First of all, we need to learn dataset that was provided by the customer. It consisted of 1000 BMW images and 1000 non-BMW images. BMW images are photos from previous BMW campaigns (with and without cars), and non-BMW images are different images (with and without cars as well), that was defined by the creative team as "non-BMW style" images.
The main idea is that the car object might distract the neural network from its main object since most of the campaign images of BMW contain a car.
So as far as the main interest is not the car rather the background, we need to do some image preprocessing:
- detect cars on the image, Darknet YOLOv3 algorithm was used for this
- remove the rectangle bounding machine/machines – replace it with a fully transparent color
- cut a random rectangle if a car is not found in the image. It is necessary so that the network doesn't train to recognize only the images with cars as the "BMW style" since there are a lot of cars in the "BMW-style" images and few cars in the "non-BMW style" images in our dataset. The distribution of the positions and sizes of cars in the images with cars was studied for this.
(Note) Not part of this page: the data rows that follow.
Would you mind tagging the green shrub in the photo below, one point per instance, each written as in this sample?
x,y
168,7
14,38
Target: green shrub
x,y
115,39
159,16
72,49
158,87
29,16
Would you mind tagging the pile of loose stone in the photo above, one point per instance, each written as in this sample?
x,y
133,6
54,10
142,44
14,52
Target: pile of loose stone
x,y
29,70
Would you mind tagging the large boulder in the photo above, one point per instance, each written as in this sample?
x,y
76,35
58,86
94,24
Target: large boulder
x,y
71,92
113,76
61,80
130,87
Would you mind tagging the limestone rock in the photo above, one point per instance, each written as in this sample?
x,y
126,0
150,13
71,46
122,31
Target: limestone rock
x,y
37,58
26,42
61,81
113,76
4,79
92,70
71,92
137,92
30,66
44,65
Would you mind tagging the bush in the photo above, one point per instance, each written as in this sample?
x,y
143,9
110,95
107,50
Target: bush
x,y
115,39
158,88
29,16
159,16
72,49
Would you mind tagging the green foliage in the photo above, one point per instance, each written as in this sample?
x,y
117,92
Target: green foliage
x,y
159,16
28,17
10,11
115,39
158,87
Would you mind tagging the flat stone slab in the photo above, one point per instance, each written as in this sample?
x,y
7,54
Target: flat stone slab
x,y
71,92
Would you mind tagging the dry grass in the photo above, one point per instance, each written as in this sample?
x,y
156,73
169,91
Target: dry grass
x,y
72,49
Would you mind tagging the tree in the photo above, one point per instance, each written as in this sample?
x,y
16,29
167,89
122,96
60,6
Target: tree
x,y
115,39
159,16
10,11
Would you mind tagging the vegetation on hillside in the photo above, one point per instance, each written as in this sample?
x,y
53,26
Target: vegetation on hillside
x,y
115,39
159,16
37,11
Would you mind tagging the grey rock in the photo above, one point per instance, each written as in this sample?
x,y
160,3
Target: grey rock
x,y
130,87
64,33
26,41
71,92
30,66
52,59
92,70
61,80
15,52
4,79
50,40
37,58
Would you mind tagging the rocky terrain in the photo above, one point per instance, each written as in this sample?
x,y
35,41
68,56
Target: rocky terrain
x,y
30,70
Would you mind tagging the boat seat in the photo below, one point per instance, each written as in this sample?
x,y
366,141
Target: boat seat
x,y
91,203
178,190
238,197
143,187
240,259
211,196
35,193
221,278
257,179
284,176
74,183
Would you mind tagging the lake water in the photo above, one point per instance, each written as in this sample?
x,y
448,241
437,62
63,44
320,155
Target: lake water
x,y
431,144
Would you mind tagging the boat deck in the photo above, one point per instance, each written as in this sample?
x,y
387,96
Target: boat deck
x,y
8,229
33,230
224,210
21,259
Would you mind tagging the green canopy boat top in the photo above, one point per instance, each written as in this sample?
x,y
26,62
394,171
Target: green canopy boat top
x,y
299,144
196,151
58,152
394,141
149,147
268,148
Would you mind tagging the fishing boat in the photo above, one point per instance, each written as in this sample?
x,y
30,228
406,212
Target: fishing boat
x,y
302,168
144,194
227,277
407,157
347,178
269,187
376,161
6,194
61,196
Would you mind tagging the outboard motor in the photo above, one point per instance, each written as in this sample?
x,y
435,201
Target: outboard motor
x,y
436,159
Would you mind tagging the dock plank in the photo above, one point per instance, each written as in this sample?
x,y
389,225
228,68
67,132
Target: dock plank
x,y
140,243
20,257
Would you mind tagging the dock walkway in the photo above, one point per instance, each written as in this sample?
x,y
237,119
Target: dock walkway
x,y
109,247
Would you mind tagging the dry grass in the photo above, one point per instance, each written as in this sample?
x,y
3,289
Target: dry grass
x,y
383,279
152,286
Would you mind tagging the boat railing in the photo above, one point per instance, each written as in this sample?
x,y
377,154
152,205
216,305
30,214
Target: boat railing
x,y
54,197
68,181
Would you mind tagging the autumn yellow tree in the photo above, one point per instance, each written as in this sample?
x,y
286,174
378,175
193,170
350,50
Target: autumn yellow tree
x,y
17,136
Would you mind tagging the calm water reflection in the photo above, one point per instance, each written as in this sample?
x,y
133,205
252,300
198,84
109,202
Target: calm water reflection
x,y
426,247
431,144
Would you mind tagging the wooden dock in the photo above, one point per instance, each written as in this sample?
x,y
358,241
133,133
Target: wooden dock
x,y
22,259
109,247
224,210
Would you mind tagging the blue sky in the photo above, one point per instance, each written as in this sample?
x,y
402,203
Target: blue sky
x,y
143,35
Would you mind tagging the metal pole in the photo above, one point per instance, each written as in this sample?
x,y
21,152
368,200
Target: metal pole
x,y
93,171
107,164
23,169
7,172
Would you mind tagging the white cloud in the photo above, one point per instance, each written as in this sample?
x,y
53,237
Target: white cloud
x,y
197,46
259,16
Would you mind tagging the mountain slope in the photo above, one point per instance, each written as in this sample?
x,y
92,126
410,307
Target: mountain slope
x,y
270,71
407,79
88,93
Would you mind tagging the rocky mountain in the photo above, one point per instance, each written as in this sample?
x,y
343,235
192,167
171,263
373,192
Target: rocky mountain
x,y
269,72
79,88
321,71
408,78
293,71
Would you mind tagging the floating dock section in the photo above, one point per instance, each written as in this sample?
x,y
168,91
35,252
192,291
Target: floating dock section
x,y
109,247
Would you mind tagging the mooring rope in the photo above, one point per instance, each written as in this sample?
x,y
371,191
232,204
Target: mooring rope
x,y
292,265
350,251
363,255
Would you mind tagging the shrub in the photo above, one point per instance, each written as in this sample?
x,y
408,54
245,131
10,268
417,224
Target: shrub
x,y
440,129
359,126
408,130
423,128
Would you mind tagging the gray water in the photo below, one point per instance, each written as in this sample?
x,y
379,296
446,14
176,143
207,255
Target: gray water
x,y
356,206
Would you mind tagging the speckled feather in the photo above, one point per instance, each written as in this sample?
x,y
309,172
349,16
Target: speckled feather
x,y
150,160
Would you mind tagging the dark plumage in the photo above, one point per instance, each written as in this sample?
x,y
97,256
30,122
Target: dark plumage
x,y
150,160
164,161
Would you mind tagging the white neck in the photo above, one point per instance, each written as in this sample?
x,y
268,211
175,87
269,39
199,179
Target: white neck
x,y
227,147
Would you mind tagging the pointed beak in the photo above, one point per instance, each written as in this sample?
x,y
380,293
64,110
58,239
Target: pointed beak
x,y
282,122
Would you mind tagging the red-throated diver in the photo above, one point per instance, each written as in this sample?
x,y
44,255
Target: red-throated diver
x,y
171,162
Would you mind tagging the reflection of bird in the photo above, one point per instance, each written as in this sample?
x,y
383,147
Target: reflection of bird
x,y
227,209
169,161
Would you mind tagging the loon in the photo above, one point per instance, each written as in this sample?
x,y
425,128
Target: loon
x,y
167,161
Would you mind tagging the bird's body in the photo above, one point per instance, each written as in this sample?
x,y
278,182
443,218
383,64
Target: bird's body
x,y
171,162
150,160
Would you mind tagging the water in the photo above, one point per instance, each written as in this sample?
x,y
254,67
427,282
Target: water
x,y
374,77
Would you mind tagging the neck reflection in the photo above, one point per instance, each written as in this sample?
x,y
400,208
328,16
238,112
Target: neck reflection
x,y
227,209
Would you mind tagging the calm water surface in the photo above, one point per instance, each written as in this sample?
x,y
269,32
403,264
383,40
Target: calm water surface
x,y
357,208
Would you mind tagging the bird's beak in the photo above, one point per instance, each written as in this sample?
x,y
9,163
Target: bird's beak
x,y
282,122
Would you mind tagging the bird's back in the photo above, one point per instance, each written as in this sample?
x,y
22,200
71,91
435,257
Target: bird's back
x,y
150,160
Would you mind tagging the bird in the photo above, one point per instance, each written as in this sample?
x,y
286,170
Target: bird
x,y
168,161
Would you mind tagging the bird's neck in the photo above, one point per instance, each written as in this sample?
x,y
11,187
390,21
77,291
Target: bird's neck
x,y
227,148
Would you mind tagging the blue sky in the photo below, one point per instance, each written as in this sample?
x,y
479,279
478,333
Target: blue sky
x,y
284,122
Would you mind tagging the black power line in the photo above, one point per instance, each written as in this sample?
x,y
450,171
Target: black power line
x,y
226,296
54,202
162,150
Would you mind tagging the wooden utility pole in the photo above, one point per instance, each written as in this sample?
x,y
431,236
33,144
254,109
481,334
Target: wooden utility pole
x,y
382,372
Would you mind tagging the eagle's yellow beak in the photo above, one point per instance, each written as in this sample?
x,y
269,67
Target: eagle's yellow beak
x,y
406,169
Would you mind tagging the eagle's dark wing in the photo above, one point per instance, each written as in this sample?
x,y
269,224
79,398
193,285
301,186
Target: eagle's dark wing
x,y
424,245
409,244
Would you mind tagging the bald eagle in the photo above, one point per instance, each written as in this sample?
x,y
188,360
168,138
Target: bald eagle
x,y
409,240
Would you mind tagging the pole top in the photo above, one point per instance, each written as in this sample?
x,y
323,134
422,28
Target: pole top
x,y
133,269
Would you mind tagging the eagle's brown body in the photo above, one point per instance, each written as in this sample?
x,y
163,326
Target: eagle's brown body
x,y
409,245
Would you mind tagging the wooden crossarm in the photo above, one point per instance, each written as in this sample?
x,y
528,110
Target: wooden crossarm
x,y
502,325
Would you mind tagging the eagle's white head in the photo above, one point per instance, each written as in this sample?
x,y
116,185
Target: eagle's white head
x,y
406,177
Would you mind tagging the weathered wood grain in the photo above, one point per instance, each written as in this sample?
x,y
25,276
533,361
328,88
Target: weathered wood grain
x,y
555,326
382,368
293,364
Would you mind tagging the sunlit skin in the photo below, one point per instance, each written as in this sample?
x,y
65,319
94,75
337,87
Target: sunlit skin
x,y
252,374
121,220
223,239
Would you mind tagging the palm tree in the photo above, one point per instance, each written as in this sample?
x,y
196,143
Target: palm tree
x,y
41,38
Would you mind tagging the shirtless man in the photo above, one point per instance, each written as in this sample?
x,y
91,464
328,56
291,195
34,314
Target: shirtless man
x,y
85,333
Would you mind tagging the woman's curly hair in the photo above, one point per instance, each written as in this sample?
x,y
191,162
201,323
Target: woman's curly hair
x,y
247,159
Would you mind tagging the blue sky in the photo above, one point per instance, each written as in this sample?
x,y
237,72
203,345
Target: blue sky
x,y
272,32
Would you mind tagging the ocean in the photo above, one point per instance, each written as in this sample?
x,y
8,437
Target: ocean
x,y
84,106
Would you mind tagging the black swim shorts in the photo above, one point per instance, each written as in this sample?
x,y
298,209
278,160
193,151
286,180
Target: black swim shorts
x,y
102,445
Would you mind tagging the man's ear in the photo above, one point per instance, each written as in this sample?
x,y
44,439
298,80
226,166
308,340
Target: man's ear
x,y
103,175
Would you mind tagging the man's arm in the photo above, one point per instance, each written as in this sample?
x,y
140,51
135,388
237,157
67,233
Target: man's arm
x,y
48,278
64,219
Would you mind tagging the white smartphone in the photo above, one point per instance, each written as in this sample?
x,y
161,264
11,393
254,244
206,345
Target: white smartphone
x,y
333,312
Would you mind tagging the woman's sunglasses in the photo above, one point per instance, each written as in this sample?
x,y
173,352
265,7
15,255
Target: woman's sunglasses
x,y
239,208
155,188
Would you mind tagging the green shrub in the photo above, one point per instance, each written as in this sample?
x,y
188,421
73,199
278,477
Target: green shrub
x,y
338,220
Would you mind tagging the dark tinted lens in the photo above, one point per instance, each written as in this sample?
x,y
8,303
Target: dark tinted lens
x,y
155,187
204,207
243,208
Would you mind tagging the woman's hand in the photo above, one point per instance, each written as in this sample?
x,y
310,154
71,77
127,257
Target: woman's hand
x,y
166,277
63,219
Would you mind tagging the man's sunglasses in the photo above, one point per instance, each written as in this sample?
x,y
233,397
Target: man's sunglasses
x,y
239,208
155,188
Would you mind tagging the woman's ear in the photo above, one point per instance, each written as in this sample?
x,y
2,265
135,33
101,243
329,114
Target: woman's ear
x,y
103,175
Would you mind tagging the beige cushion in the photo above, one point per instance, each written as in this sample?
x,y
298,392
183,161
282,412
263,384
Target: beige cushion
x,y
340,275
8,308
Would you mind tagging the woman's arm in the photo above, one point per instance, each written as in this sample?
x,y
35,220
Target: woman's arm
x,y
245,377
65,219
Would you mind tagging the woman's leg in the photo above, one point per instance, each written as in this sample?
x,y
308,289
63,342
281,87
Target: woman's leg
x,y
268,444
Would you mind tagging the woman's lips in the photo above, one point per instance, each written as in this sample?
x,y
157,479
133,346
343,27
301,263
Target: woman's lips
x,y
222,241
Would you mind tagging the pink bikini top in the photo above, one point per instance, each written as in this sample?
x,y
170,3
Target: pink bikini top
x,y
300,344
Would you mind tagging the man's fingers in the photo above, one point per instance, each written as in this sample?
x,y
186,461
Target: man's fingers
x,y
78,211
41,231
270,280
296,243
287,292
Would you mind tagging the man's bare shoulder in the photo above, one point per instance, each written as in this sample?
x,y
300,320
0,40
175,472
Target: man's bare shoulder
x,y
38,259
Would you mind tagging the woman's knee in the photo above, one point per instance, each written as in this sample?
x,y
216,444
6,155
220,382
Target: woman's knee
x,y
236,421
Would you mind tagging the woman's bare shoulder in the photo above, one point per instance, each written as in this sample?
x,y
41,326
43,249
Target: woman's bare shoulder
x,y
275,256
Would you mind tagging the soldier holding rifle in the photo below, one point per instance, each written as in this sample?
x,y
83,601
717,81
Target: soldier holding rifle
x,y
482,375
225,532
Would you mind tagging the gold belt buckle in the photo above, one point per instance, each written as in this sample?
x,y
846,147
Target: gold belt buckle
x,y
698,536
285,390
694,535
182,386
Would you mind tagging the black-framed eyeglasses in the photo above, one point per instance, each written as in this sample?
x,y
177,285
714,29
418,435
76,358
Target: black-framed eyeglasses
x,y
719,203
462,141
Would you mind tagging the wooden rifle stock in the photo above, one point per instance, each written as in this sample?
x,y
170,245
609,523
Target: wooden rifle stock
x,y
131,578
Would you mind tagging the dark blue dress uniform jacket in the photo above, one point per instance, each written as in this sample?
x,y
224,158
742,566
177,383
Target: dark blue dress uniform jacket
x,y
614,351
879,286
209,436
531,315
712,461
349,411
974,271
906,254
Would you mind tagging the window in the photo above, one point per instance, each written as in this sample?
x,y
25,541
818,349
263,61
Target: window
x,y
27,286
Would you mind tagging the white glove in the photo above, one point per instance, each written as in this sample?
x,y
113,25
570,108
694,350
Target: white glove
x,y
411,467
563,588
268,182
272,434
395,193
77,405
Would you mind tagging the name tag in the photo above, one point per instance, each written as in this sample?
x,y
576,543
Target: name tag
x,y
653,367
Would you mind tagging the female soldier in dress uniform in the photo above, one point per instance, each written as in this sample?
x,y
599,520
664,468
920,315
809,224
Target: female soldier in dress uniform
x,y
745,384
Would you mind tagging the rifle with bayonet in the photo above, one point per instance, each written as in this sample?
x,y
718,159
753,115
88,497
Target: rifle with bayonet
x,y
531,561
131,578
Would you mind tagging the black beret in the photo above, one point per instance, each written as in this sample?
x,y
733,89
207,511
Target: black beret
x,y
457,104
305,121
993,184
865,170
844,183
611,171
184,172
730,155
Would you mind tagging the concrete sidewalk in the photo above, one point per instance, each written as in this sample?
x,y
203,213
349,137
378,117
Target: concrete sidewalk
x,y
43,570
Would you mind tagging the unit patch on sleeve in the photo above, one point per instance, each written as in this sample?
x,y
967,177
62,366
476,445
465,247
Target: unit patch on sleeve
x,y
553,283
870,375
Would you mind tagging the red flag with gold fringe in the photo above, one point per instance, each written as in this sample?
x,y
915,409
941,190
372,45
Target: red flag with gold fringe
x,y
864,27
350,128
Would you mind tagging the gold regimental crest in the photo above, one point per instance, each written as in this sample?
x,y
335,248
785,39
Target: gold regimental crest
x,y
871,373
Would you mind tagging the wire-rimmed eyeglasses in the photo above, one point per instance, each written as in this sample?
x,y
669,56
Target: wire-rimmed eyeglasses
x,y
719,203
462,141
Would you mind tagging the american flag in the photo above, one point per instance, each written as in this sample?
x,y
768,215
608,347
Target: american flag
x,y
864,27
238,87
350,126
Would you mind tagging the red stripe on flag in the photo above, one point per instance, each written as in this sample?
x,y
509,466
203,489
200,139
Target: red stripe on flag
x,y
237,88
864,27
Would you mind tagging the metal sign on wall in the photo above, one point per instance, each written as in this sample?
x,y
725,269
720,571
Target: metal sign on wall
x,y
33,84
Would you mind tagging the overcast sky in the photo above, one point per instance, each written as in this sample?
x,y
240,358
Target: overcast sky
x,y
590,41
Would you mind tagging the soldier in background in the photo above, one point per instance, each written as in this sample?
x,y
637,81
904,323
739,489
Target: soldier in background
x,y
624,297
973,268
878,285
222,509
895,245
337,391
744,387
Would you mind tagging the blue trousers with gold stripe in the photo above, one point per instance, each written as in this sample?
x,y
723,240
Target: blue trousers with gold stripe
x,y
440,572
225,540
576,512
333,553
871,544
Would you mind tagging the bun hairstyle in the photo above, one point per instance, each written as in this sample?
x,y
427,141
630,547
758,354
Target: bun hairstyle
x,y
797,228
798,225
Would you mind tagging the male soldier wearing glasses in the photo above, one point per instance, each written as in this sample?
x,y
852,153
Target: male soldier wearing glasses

Well, now the dataset is ready for further work. But 2000 images are not enough for the network training and we need to augment data – increase the amount of the images by rotating, scaling, horizontally flipping, filtering (changing brightness, contrast, colors of images). We can use the imgaug library for this. 10 new images were created from each input image with small transformations that were listed above.
After doing data augmentation we finally can start to build and train our neural network.
For the classification problem, a neural network with ResNet deep learning architecture was implemented. ResNet is the Winner of ILSVRC 2015 in image classification, detection, and localization, as well as Winner of MS COCO 2015 detection, and segmentation. It enables to have a deeper network.
Deep learning is generally used to describe particularly complex networks with many more layers than normal. The advantage of these added layers is that the networks are able to develop much greater levels of abstraction, which is necessary for certain complex tasks.
See the following paper for more background: Deep Residual Learning for Image Recognition by Kaiming He, Xiangyu Zhang, Shaoqing Ren, and Jian Sun, Dec 2015.
After training, it is necessary to evaluate how well the neural network copes with the task. To do this, you can calculate the accuracy – the percentage of images for which the neural network made the right decision. The accuracy value for our classificator is 95% on the test data. In the future, with the appearance of new data (new BMW advertising campaigns, for example), it will also be possible to train a model on these images and improve neural network accuracy.